A few months down the road.

It has been just over four months since we said goodbye to our daughter, Simone. Even though I remember everything so clearly, it sometimes feels like some awful warped alternate reality - how could this have really truly happened?

We have good days and very bad ones.  For the most part, we have gotten back to a new sense of normal - one that includes our grief as our daily experience. I cry at some point nearly every day.

It has been helpful that we continue to attend our SAND (Support After Neonatal Death) meetings.  We just attended a meeting after skipping a month, and I could tell that I really needed to be there. There is something to be said about having our kiddos keeping us going through the day to day activities of life. But sometimes it's hard to find the space to truly experience our feelings of grief between trying to make dinner, and homeschool, doing the laundry, and entertaining our kids. It's incredibly helpful to have the space at our meetings to talk about Simone. I always feel a sense of relief after talking and crying and being with others who have also lost their babies.  I am so grateful to my sister who regularly watches Gabriela and Easton so Lane and I can attend these meetings together on a regular basis.

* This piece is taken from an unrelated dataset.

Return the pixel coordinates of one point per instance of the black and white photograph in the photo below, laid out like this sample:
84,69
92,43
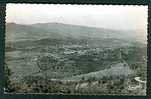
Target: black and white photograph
76,49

I continue to find that I feel very anxious whenever I am around people who do not know about Simone.  I am constantly worried that they will ask me how many children I have or if I am pregnant and still haven't figured out a comfortable way to answer these questions.  Just Friday a woman asked me if I was pregnant, and it was the first time I was able to say that I had in fact given birth a few months ago to my stillborn daughter. I just feel like I am carrying such a burden, and then, somehow, it becomes my responsibility to ease that burden for other people, to comfort them after they find out my reality. But why should I feel the need to take away others' discomfort, when no one can take away mine?

Last Thursday I went to an appointment to discuss Simone's death, what happened, and how my care would be managed, if I were to have another baby.  It was awful. Thank goodness my friend was able to watch the kids for me, and I was able to go alone.

So there I was, in an unfamiliar place, to speak with an unfamiliar doctor about the death of my newborn baby. And that was the start of my anxiety that morning. There I was holding my hospital discharge papers, looking at terms like "fetal demise", surrounded by pregnant ladies, newborn babies, and pictures of babies and pregnant ladies everywhere I looked.

I had to focus on a picture of Easton to concentrate on something different and take deep, deep breaths in an effort to calm myself down.  My anxiety skyrocketed when they called my name for my appointment and the first thing they did was take my blood pressure.  I have never had blood pressure problems in my life, but that day it was through the roof, crazy high.  The nurse asked if I was okay, which was when I promptly lost it.  I answered her no and sobbed while she took my weight. 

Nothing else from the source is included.